Whether you employ staff or work for yourself, you’re responsible for protecting the personal data of (or information about) anyone who comes into contact with you – including your customers, suppliers and staff.

What does a business need to cover with GDPR now that we are no longer in the EU?

At the moment we are still using the 2018 GDPR rules until new guidelines are published. The second draft of the new guidelines are due to be published in Q2 of 2022, then we will have more of an idea of what to expect.

IF you're an SME and you're looking for some reliable, bite-sized advice on how to build trust and save money through stronger data protection compliance. Take a look at this ICO data protection basics for small organisations, including small businesses and sole traders

Why is Data Protection so important?

We know that some businesses still don’t understand why data protection is hugely important. In 2021 ,ransomware attacks soared by 93%. Cybercriminals have become savvier over the pandemic and created new ways to attack small and large businesses alike. It doesn't matter what industry you came from, you were (and still are) a target.

The data you have on your systems, whether it is to do with your business itself or if it’s to do with your clients and suppliers, is one of your digital assets. That asset is something that cybercriminals want and if they get ahold of your data they can use it in multiple ways. From ransomware to selling it on the dark web. Your company's reputation can be damaged and you can lose income if you have to respond to a cyber attack.

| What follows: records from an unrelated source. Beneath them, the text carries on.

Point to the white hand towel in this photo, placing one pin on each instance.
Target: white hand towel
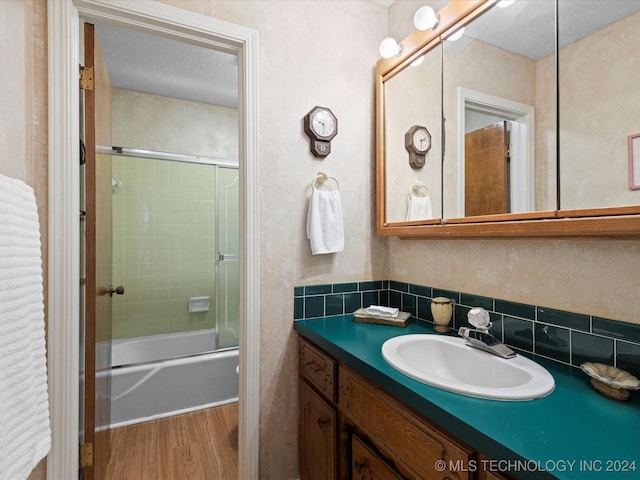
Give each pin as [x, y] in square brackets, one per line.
[418, 207]
[25, 435]
[325, 229]
[383, 311]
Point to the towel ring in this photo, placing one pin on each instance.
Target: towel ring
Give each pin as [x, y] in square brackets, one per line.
[321, 178]
[417, 186]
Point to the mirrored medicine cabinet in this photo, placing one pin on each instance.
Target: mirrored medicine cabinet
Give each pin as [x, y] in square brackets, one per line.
[531, 114]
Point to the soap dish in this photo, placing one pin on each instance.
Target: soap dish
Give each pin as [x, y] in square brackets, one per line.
[610, 381]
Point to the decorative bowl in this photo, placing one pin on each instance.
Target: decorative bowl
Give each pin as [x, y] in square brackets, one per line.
[610, 381]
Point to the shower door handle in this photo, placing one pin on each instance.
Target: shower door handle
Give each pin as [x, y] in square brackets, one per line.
[118, 290]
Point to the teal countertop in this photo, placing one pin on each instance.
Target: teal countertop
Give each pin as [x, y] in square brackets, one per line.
[574, 433]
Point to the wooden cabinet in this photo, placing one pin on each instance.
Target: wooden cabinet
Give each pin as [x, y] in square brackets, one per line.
[352, 430]
[317, 414]
[317, 368]
[367, 465]
[317, 436]
[415, 447]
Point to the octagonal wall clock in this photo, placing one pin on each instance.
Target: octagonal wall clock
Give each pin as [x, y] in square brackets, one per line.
[320, 125]
[417, 141]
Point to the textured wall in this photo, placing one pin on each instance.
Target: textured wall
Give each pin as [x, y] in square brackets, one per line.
[594, 128]
[23, 100]
[153, 122]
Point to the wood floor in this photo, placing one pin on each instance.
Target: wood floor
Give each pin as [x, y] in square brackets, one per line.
[202, 445]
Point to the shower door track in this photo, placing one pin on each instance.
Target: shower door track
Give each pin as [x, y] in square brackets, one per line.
[156, 155]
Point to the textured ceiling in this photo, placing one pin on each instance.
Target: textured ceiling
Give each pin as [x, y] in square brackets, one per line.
[162, 66]
[527, 26]
[154, 64]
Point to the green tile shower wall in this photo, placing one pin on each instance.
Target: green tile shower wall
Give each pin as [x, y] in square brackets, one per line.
[163, 245]
[565, 337]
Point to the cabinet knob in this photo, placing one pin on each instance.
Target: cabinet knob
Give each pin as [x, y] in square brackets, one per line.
[313, 367]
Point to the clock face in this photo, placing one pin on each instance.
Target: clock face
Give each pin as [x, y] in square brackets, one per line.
[421, 140]
[323, 123]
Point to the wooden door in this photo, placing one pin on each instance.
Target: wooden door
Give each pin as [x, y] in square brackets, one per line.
[98, 258]
[486, 171]
[317, 436]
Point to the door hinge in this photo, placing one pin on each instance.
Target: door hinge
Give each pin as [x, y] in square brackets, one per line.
[86, 78]
[86, 455]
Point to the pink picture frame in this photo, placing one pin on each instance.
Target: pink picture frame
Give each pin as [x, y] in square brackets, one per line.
[633, 142]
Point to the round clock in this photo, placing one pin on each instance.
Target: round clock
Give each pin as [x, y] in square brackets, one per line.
[320, 125]
[417, 141]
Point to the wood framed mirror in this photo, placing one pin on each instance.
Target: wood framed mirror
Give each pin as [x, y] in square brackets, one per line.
[542, 197]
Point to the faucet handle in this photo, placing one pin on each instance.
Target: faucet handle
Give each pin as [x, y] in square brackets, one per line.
[479, 318]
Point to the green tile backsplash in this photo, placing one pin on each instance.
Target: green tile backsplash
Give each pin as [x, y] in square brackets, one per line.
[566, 337]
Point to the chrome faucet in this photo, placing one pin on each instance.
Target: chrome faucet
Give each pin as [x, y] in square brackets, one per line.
[484, 341]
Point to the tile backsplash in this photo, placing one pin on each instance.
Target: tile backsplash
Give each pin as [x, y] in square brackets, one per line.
[566, 337]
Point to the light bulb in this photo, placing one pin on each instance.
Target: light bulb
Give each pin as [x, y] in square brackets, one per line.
[456, 35]
[389, 48]
[426, 18]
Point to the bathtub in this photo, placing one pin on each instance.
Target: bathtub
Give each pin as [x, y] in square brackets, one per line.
[145, 386]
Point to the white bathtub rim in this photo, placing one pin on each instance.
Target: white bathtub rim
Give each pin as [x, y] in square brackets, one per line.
[168, 414]
[174, 360]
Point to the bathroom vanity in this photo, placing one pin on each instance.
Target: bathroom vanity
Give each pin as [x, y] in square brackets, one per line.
[360, 418]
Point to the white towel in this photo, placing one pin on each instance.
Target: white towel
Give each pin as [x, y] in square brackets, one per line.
[419, 207]
[325, 229]
[383, 311]
[25, 434]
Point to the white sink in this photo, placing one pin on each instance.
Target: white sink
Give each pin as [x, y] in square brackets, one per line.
[450, 364]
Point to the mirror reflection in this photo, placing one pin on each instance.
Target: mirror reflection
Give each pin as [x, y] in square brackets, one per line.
[599, 98]
[499, 106]
[413, 175]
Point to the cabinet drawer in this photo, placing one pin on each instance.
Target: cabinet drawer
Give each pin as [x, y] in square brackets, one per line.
[367, 465]
[413, 445]
[318, 369]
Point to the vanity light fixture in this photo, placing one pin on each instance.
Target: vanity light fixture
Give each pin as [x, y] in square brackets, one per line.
[426, 18]
[390, 48]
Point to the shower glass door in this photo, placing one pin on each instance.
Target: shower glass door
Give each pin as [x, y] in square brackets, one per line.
[228, 256]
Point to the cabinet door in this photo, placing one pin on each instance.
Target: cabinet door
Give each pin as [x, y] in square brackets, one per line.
[317, 436]
[367, 465]
[415, 447]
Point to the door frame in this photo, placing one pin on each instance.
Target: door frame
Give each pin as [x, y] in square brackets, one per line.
[63, 225]
[522, 172]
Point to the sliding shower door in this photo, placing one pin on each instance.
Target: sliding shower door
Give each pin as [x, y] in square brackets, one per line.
[228, 256]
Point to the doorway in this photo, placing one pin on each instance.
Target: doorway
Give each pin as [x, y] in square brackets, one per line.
[64, 233]
[521, 121]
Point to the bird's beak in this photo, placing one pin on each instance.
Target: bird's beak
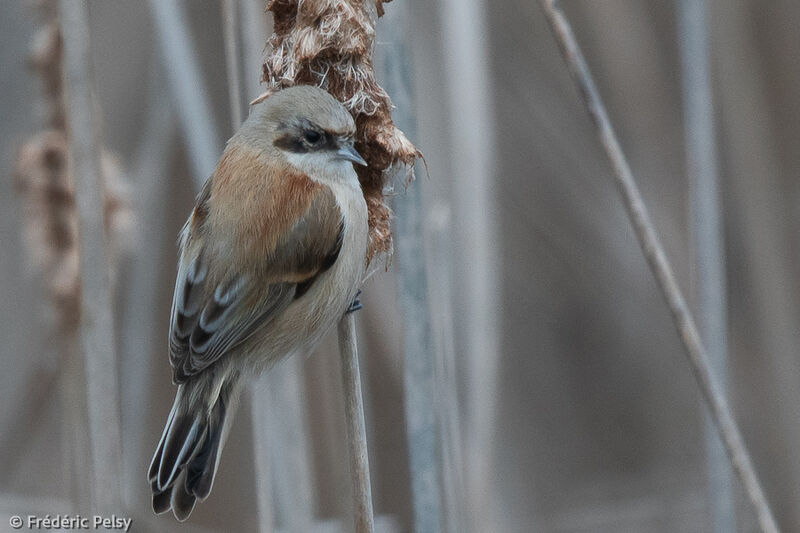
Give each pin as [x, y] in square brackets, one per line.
[348, 153]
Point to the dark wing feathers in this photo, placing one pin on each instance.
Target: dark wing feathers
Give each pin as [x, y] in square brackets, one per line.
[210, 316]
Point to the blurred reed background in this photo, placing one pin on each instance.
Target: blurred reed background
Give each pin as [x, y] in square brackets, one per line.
[568, 403]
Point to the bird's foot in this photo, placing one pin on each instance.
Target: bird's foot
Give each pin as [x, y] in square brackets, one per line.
[356, 305]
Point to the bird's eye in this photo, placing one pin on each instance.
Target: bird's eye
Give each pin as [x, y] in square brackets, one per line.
[312, 136]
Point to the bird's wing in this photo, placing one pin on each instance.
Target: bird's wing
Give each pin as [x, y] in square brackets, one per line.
[227, 290]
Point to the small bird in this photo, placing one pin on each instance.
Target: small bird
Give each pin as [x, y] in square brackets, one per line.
[270, 258]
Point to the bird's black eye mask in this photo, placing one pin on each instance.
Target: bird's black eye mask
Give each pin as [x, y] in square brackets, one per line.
[303, 137]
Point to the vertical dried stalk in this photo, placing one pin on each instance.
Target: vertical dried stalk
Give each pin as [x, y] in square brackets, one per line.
[465, 42]
[230, 33]
[707, 237]
[356, 430]
[439, 267]
[183, 73]
[423, 412]
[657, 260]
[97, 332]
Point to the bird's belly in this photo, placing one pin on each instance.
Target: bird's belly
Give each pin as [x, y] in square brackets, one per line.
[304, 321]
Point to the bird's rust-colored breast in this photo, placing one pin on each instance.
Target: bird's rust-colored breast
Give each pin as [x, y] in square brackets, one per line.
[255, 199]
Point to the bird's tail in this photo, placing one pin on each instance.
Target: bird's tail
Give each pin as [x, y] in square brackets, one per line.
[183, 467]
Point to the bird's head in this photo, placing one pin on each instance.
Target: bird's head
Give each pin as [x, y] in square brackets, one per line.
[309, 127]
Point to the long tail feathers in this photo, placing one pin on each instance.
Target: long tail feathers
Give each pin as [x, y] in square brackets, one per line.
[183, 467]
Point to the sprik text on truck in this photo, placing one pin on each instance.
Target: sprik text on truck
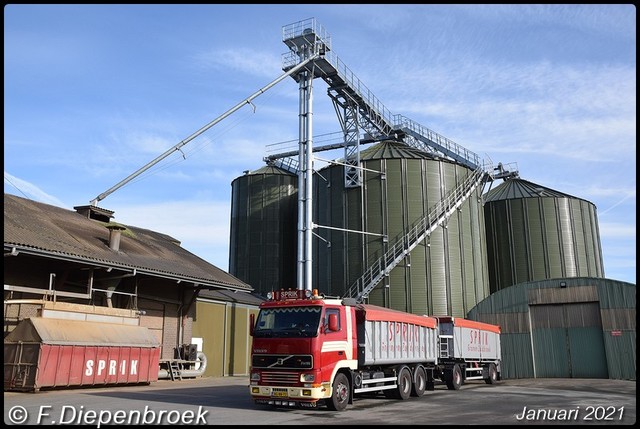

Don’t get caught out. The ICO say that if you don’t take adequate security measures to prevent or contain a data breach, this could lead to a fine. This is because it’s the law to protect people’s data if you’re a controller. There are a number of steps you need to take to show you take your responsibilities seriously – some are straightforward, while others take a little more thought and planning.

Here at the Cyber Resilience Centre, we have developed a Cyber Health Check to provide your business with a summary of your risks and an action plan to help you protect against the latest cyber threats. Take the self-assessment questionnaire today to gain an overview of your business’ cyber resilience and see if you're protecting your data securely.

Our Client Relations Manager, Amanda Crossley shares:

"When I ran my own business a few years ago, I took GDPR seriously, but I wasn’t aware of the severity of cybercrime. I thought that because I was a small business I wouldn’t be seen and they wouldn’t bother me. However, since studying cyber security, I’m more than aware now of how wrong I was and I want you to know how important securing your data is."

Does my organisation need a data protection officer (DPO)?

Data Protection Officers are only required for your organisation if the law states you need one. The ICO can help you find out if you need a data protection officer (DPO) through a short questionnaire here. You can voluntarily appoint one if you feel the need to.

Data Protection Officers oversee your practices and ensure that you are following the guidelines correctly. You can even hire an independent DPO to check what you’re doing is correct and give you some advice moving forward.